長い舌をチロリと出し、淫靡に口の周りをなめ回すと、

《面白い・・・》

ソムリエが怪しい液体を注ぎ、年代物の赤ワインでそれを割る。

『ありがと、下がっていいわ』

再びロシア語?のような言葉を再び話し、ソムリエを下がらせる。

何かを感じとったのか、目を細め指を絡ませるとニィと笑う。

《ほぉ、最初に空間を振動させた者が、やって来るか・・・》


息を弾ませながら、こころとローズは走る。

すぐ後ろから襲撃を受けた“河内稲美会”壱野派のヤクザ達が、罵声を上げながら追い掛けてきた。

こころの左手に淋しげな公園が見えてくる。

《よか公園ね。ここで戦闘(バト)るとよ》

こころは、ローズをちらりと見た。

ローズも同じ意見だった様で、ウィンクすると、

「Parkデ、Fightスルネ」

流石は、二人とも現役のアスリートである。

少し走ったくらいでは全く息切れする事も無く、むしろウォーミングアップになり丁度良かった。

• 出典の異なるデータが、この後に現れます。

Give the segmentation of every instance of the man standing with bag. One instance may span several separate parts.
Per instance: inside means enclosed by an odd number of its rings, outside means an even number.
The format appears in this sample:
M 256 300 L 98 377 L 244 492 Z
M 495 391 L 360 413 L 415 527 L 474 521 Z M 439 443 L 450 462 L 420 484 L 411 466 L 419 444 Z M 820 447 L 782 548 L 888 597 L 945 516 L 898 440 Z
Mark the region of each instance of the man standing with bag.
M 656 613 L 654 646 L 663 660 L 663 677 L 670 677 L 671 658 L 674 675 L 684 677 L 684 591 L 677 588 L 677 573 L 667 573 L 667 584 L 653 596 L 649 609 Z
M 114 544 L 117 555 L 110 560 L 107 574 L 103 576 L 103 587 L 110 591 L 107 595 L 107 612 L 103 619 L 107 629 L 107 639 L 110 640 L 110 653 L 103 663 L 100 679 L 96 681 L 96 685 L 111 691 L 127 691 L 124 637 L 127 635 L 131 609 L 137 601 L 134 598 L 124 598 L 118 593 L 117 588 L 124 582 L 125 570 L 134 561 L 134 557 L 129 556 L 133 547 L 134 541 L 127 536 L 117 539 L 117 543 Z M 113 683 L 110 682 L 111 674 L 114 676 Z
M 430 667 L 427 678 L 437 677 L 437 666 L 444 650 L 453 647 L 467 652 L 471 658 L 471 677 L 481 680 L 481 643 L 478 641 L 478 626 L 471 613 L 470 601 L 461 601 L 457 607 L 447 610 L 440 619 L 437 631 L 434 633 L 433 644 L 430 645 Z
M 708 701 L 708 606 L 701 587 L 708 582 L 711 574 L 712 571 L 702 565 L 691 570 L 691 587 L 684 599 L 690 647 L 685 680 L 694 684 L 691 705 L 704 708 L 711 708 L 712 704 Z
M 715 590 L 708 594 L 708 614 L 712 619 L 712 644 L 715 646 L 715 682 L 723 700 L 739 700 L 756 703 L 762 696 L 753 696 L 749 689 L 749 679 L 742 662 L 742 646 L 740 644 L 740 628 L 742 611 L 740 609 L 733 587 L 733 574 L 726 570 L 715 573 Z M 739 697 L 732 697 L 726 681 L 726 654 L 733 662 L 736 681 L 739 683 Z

逆に、同じ“河内稲美会”の山崎一派なら普段から鍛えているので、これ位の距離を走っても屁でもないのだが、今走っているのは壱野派である。

普段は、恫喝など(やから)を言って仕切ってる連中なので、公園に着いた頃には汗ばみ息も絶え絶えになっていた。

ほんの少しの距離であったにも関わらず・・・。

彼らを走らせていたのは、いわゆる体面(メンツ)という奴である。

公園までこころ達を追い掛けて来た連中は、全部で15人。

「ほぅ、少しは楽しめそうとよ、ローズ」

そう言うと、ヤクザに向かって走り出した。

ローズも、ニヤリと笑い続く。

《Exactly, No boring! (ホントね、退屈しそうに無いわ!)》

時間の進む速度が落ちたように感じられ、こころとローズが獲物を求め咆哮する。

そこに迷いや慈悲は一切無く、ただ如何に()るかしか興味を持てない二匹の美しき獣がいた。